San Nicola è anche patrono delle “anime del Purgatorio” per un altro episodio che illustra la sua misericordia verso i bisognosi, non solo nelle necessità del corpo, ma anche dello spirito. Un sabato sera nell’eremo agostiniano di Valmanente, vicino a Pesaro, appena coricato, il frate aveva udito un grido: «Nicola! Uomo di Dio, guardami!». Sobbalzando, Nicola si alzò e vide una figura che non riuscì sul momento a identificare. «Sono l’anima di fra Pellegrino da Osimo — disse la figura — e sono tormentato nel Purgatorio, dove sono trattenuto per purificarmi dalle mie colpe». Dopo essersi presentato, Pellegrino chiese al santo di celebrare una messa in suo suffragio. Nella visione, fra Pellegrino mostrò anche a Nicola una vallata enorme piena di una folla di anime di tutte le condizioni, età e sesso, molti erano chierici e religiosi, implorando di pregare per tutti e di non respingere le suppliche di tanta gente. La mattina Nicola raccontò a un suo superiore la visione e chiese il permesso di celebrare durante tutta la settimana la santa messa in suffragio delle anime sofferenti. Pregò per loro giorno e notte e, passati sette giorni — donde la tradizione del settenario delle anime purganti — fra Pellegrino venne a ringraziarlo perché lui e un gran numero di compagni di pena godevano ormai della visione beatifica in Paradiso.

Papa Eugenio iv, che canonizzò l’agostiniano nel 1446, ebbe a dire più volte: «Non ci fu santo dal tempo degli Apostoli che superasse san Nicola da Tolentino in numero e grandezza di miracoli». Il processo di canonizzazione infatti narra grandi prodigi, come la risurrezione della dodicenne Filippina di Fermo, di Jacopuccio Fateboni e di Venturino di Gigliolo, e altri trecento miracoli per i quali il santo è riconosciuto come uno dei più grandi taumaturghi del Medioevo.

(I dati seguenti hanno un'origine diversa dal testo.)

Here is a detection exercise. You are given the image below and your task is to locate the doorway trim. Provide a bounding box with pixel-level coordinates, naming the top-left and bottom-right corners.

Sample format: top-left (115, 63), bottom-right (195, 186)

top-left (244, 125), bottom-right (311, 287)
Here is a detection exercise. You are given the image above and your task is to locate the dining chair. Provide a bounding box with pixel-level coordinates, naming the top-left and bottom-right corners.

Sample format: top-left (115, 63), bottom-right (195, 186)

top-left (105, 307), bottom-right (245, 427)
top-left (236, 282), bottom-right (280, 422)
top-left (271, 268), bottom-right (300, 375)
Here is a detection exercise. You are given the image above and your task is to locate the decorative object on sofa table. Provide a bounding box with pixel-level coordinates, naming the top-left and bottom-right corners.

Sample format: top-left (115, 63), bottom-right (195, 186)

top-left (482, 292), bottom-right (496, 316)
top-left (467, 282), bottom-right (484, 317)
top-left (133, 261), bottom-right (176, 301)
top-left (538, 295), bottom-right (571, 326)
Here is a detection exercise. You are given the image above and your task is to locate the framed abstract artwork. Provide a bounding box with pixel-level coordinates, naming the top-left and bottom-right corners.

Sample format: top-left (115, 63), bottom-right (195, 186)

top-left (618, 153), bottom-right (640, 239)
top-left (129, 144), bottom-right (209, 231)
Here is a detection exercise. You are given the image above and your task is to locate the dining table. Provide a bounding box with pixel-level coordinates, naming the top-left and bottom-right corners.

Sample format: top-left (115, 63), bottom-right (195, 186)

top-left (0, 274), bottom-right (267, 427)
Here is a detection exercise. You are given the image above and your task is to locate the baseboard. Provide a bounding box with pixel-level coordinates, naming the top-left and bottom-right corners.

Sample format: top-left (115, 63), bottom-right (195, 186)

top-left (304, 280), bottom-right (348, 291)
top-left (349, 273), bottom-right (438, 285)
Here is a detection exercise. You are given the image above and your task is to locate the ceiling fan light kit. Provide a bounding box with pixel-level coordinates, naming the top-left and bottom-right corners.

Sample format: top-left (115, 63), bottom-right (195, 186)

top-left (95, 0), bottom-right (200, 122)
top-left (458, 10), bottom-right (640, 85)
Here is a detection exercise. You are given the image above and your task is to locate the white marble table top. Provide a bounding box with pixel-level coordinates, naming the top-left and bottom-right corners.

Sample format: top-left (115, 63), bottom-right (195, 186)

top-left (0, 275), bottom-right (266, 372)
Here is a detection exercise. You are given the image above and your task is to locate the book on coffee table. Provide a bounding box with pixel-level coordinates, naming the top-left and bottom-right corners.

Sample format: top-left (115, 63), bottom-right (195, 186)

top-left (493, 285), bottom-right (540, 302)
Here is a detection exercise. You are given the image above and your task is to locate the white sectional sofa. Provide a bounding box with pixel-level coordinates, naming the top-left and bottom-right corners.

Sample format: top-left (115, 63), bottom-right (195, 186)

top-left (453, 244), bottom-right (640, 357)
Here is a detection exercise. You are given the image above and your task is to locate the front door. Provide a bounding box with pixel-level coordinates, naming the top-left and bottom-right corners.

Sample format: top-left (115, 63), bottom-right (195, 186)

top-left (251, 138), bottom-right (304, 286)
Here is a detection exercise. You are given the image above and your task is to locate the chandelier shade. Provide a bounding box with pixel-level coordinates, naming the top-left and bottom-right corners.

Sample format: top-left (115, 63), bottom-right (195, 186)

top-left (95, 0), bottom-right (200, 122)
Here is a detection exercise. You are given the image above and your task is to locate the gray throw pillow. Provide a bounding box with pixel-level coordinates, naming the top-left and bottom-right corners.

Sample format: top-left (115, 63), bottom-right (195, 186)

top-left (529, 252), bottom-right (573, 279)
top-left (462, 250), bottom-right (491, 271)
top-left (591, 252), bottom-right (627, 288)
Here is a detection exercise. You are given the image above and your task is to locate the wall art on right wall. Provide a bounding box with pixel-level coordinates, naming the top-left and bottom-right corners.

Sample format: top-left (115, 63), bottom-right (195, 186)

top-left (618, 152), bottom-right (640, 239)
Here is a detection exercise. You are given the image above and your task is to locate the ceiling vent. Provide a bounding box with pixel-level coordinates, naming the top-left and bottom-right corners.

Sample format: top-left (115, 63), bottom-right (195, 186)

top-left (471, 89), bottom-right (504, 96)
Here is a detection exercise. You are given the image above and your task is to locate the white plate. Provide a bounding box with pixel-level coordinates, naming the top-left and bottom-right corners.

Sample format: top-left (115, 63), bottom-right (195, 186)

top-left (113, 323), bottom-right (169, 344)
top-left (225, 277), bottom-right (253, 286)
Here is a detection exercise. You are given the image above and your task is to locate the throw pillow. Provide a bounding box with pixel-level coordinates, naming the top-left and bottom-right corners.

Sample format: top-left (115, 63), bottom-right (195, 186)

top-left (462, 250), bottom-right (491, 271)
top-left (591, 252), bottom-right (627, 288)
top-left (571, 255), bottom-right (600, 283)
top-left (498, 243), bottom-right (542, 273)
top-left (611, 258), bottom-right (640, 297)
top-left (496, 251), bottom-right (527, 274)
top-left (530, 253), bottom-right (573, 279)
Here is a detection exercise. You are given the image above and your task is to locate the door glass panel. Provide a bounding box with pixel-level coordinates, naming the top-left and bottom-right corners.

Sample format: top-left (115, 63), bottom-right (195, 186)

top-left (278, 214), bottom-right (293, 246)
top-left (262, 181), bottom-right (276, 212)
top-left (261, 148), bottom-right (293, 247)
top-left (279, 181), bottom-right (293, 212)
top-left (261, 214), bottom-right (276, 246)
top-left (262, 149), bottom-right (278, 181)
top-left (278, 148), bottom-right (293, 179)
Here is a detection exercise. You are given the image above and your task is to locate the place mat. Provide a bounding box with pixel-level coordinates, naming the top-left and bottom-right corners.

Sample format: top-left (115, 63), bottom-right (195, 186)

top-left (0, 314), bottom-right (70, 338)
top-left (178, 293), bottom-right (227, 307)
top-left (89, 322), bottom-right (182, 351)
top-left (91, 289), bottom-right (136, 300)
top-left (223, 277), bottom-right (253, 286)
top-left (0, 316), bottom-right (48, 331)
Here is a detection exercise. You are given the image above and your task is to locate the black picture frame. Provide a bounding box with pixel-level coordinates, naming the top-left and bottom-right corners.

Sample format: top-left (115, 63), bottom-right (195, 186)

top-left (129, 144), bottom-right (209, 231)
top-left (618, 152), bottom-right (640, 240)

Per grazia di Dio, Nicola ha consacrato al Signore la sua vita e ha seguito in tutto la scelta di vita di Cristo, povero, casto e obbediente al Padre secondo la Regola di sant’Agostino. Con i suoi miracoli e con le sue virtù ha arricchito la vita delle comunità cristiane in cui ha umilmente servito il popolo di Dio, dispensando il pane e la parola, divenendo strumento straordinario di benedizione e di misericordia. Venerato in molte città e regioni, non solo in Italia e in Europa, ma anche in America latina e altrove in tutto il mondo, san Nicola è stato il principale modello di santità del suo ordine e continua a esserlo ancora oggi.